The inhibitor of NF-kappaB (I-kappaB) kinase (IKK) complex consists of 3 subunits, IKK1, IKK2, and NF-kappaB essential modulator (NEMO), and is involved in the activation of NF-kappaB by various stimuli. IKK2 or NEMO constitutive knockout mice die during embryogenesis as a result of massive hepatic apoptosis. Therefore, we examined the role of IKK2 in TNF-induced apoptosis and ischemia/reperfusion (I/R) injury in the liver by using conditional knockout mice.
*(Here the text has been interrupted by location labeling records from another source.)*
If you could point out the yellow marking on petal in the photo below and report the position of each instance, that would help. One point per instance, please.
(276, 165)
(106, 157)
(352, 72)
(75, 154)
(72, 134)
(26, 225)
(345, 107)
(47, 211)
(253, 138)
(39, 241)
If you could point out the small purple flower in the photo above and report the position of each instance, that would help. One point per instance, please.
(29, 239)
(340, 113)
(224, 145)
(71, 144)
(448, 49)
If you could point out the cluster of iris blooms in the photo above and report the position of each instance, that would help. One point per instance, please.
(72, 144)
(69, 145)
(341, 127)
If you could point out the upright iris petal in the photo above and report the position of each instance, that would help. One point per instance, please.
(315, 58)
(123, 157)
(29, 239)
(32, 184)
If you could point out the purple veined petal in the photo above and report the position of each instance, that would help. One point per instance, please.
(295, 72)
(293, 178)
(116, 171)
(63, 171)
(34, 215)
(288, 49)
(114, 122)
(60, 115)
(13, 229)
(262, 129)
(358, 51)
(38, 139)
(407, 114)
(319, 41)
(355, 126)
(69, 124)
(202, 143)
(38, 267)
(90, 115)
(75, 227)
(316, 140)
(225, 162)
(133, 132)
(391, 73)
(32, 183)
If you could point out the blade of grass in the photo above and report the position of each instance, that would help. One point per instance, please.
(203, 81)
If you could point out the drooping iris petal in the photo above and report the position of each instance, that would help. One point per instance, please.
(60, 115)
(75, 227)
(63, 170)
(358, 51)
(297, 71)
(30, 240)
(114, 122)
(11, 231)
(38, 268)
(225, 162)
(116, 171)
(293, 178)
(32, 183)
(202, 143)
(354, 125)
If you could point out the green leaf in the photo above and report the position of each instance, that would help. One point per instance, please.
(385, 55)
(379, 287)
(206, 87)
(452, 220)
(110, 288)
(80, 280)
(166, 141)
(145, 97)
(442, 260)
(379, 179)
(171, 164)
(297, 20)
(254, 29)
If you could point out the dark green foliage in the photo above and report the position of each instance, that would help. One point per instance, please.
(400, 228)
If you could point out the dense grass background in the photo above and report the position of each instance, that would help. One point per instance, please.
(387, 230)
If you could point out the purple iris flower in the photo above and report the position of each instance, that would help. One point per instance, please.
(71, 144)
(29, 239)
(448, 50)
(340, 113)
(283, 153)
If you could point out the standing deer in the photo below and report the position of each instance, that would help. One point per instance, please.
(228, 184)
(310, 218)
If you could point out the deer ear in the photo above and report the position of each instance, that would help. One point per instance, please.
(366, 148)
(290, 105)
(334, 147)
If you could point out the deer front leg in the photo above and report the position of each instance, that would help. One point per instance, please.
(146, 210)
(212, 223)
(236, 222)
Hepatocyte-specific ablation of IKK2 did not lead to impaired activation of NF-kappaB or increased apoptosis after TNF-alpha stimulation whereas conditional NEMO knockout resulted in complete block of NF-kappaB activation and massive hepatocyte apoptosis. In a model of partial hepatic I/R injury, mice lacking IKK2 in hepatocytes displayed significantly reduced liver necrosis and inflammation than wild-type mice. AS602868, a novel chemical inhibitor of IKK2, protected mice from liver injury due to I/R without sensitizing them toward TNF-induced apoptosis and could therefore emerge as a new pharmacological therapy for liver resection, hemorrhagic shock, or transplantation surgery.

PMID:
15962293
[PubMed]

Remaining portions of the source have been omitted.